Tel était l'état des esprits vers la fin du dix-huitième siècle, plusieurs années avant 89. L'enthousiasme national gagna jusque dans les premiers rangs de la cour: des grands s'honorèrent de le partager; d'autres jugèrent prudent de le feindre. L'égalité, la familiarité s'établirent dans les relations habituelles de société, entre la ville et une grande partie de la cour; entre les grands, les gens du monde, les magistrats, les publicistes. L'égalité passa des opinions dans les mœurs, dans les habitudes générales. Des grands faisaient leur cour à Paris plus assidûment qu'à Versailles. Ils venaient semer parmi les magistrats et les écrivains politiques, parmi les gens du monde et les femmes même, des griefs contre les ministres, contre les princes, contre la reine, et recueillaient des scandales, des épigrammes, des satires, des remontrances qu'ils allaient ensuite distribuer à Versailles.

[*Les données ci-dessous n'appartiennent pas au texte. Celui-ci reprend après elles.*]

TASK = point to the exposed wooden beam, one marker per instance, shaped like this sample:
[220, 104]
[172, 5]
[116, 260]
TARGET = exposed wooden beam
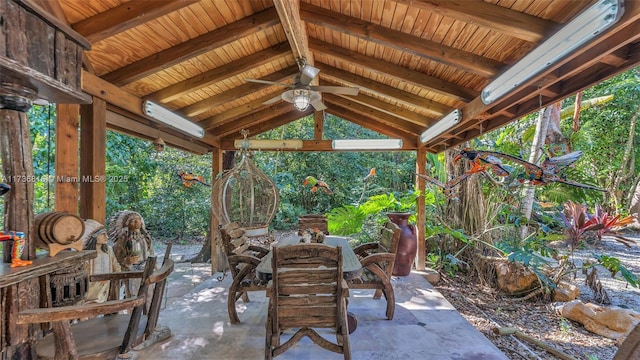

On peut dire qu'alors la révolution était faite dans les esprits et dans les mœurs. L'égalité était si bien établie dans les mœurs, et les jouissances d'amour-propre sont si vives pour les Français, que peut-être on eût encore souffert long-temps le poids des charges publiques, si leur aggravation n'eût fait ressortir les priviléges qui en exemptaient; et l'on se fût peut-être dissimulé l'exclusion d'une multitude d'emplois publics prononcée contre la roture, si l'indigence du trésor n'eût obligé la cour à convoquer des états-généraux où les inégalités allaient être marquées de nouveau avec une grande solennité. Il semblait avant cela que les classes élevées du tiers-état craignissent, en demandant l'égalité, de faire remarquer qu'elle n'existait pas pour elles.